Referring to fig. 1 to 6, the dehydration step of the shield muck dehydration device is as follows:

s1: pouring the shield muck to be dehydrated into a muck chamber;

s2: lifting the electroosmosis pile 2 to a position 5-10 cm below the upper surface of the muck through an electrohydraulic control system 3, and electrifying direct current;

s3: starting the vacuum pump 6 to form negative pressure in the negative pressure chamber and pumping out water in the negative pressure chamber;

s4: after the residue soil is dehydrated, the electroosmosis pile 2 is descended to the water permeable plate 101 through the electrohydraulic control system 3, the direct current power supply is cut off, and the vacuum pump 6 is closed;

s5: and digging out the dewatered dregs from the double-layer dregs pool and transporting away.
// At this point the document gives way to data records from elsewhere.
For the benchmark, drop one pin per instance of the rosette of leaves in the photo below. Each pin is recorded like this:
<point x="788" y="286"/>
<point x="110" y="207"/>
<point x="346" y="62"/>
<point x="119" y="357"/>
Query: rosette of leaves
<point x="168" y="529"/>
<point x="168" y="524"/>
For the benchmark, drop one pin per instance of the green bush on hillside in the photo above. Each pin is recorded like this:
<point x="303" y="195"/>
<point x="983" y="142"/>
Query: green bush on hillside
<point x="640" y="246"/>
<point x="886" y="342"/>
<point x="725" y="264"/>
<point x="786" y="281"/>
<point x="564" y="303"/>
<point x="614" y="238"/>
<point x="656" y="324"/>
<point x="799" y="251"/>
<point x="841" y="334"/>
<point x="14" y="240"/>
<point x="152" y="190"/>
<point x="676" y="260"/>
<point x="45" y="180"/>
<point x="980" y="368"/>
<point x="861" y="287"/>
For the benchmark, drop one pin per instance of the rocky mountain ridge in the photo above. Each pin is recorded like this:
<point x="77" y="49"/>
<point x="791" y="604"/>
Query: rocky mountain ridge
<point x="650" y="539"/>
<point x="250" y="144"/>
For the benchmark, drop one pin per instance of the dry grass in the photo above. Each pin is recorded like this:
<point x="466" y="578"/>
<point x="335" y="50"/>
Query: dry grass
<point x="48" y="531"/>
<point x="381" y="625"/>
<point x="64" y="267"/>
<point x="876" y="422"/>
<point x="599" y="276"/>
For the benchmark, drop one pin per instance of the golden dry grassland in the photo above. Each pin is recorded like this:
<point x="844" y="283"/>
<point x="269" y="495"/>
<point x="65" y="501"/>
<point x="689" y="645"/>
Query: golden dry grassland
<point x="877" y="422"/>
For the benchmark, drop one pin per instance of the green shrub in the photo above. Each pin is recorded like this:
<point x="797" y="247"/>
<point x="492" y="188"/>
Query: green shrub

This set of dewatering equipment adopts the mode dehydration of vacuum preloading jointly of electroosmosis to bilayer structure about the cooperation, the water in the dregs receives decurrent gravity, electroosmosis power and negative pressure suction simultaneously, and the peculiar electroosmosis stake can discharge free water and partial weak binding water simultaneously, can improve dehydration efficiency to a great extent, and need not great area. The method is particularly remarkable for sludge and clay with high fine particle content and low permeability. The groove body adopts an upper-lower double-layer structure, free water in the muck can automatically flow into the lower-layer negative pressure chamber under the action of gravity by utilizing the permeable plate, so that the dehydration cost of the shield muck dehydration equipment is lower, and the occupied area of the muck pool is smaller due to the special upper-lower structure.
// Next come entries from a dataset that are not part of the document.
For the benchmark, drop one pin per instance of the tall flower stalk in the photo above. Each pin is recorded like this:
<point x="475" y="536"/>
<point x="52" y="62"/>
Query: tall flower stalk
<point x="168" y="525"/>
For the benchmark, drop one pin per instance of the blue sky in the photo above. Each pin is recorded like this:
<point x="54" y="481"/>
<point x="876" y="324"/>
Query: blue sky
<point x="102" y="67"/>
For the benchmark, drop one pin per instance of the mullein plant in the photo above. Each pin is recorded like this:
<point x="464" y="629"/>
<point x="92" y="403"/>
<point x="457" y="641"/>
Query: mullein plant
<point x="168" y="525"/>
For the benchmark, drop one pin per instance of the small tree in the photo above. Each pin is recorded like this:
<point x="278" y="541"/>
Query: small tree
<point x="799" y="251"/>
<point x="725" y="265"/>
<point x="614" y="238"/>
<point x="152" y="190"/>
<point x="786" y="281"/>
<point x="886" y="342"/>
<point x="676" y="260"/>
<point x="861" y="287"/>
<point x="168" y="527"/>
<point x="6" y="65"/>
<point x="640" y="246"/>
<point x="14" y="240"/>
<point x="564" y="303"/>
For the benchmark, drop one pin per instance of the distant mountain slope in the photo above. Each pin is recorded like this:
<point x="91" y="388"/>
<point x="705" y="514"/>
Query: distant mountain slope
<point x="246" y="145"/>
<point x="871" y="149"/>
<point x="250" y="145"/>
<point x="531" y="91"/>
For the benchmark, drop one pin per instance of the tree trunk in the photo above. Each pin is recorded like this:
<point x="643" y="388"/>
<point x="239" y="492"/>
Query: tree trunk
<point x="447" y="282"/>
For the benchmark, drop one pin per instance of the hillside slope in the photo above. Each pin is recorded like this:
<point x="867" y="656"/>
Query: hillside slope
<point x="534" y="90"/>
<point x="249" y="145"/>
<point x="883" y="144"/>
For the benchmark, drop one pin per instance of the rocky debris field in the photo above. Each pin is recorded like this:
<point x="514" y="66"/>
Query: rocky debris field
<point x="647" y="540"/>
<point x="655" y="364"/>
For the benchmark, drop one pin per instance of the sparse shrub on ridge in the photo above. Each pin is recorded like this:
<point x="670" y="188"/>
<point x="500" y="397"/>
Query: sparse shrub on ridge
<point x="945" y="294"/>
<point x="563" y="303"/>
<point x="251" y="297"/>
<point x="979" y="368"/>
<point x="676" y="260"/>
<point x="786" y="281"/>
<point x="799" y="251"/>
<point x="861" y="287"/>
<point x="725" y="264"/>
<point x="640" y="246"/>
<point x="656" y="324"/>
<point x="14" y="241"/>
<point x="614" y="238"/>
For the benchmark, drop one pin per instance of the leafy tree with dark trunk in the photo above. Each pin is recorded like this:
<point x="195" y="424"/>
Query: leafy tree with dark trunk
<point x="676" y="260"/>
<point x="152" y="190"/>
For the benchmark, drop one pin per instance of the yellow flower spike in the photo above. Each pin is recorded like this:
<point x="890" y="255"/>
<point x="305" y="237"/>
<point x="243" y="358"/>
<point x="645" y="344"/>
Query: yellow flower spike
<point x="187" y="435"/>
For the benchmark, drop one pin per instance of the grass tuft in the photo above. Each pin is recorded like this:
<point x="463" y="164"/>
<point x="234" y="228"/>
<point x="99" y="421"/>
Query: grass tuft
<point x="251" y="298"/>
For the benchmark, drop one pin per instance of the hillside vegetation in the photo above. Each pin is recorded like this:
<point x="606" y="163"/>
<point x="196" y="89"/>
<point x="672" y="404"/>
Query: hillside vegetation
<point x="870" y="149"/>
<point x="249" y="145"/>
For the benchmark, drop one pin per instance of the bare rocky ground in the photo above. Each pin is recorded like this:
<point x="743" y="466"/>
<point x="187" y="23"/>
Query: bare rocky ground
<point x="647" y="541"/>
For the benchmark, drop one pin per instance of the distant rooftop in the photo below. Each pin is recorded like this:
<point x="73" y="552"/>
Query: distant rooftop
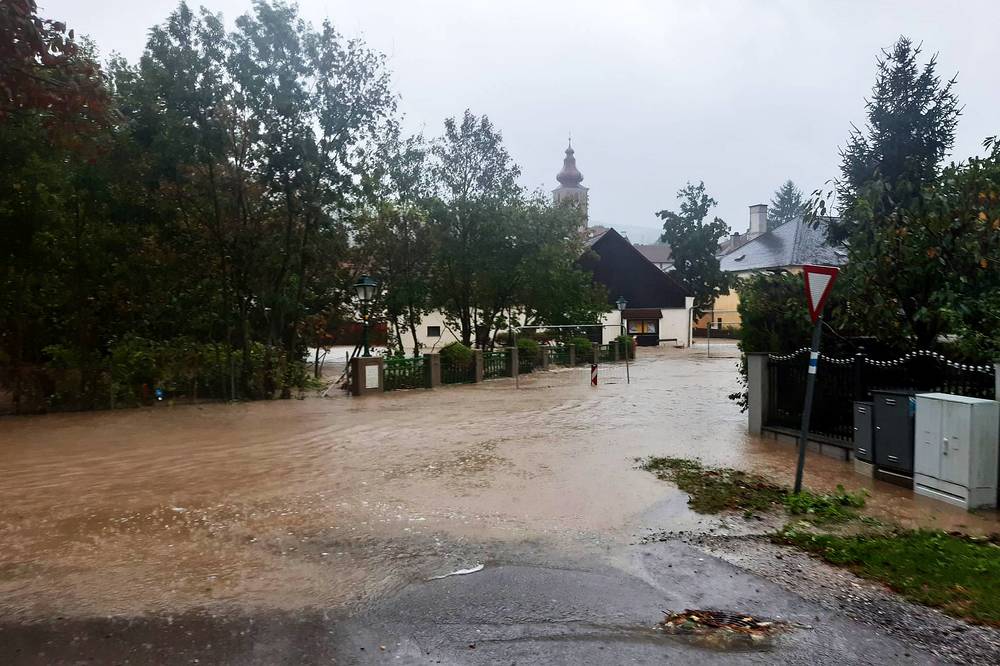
<point x="658" y="253"/>
<point x="792" y="244"/>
The foregoing is a preferred embodiment of the present invention, and it should be noted that, for those skilled in the art, a plurality of improvements and decorations can be made without departing from the principle of the present invention, and these improvements and decorations should also be regarded as the protection scope of the present invention.

Claims

1. The utility model provides a shield constructs dregs dewatering equipment, includes cell body and vacuum pump, its characterized in that: the tank body is divided into an upper muck chamber and a lower negative pressure chamber by a water permeable plate, the vacuum pump is connected with a negative pressure port of the negative pressure chamber by a negative pressure pipe, an electroosmosis pile is arranged in the tank body, a cathode contact is arranged at the bottom end of the muck chamber on the electroosmosis pile, an anode contact is also arranged above the cathode contact on the electroosmosis pile, and the cathode contact and the anode contact are respectively connected with the negative electrode and the positive electrode of a direct current power supply;

the electroosmosis pile is composed of a hydraulic cylinder, the hydraulic cylinder is vertically arranged in the negative pressure chamber, a cylinder barrel penetrates through the water permeable plate, the cathode contact is arranged on the cylinder barrel, and the anode contact is arranged at the top end of a piston rod of the hydraulic cylinder;

the electroosmosis piles are uniformly arranged in the groove body, and the cathode contacts and the anode contacts are uniformly arranged around the pile body of the electroosmosis pile.

2. The shield muck dewatering device of claim 1, wherein: and the cylinder barrel is provided with a convex ring for supporting the permeable plate.

3. The shield muck dewatering device of claim 1 or 2, wherein: and a vacuum instrument is arranged on the negative pressure chamber.

4. The shield muck dewatering device of claim 1 or 2, wherein: the corrosion resistance of the anode contact is 1-2 times that of the cathode contact.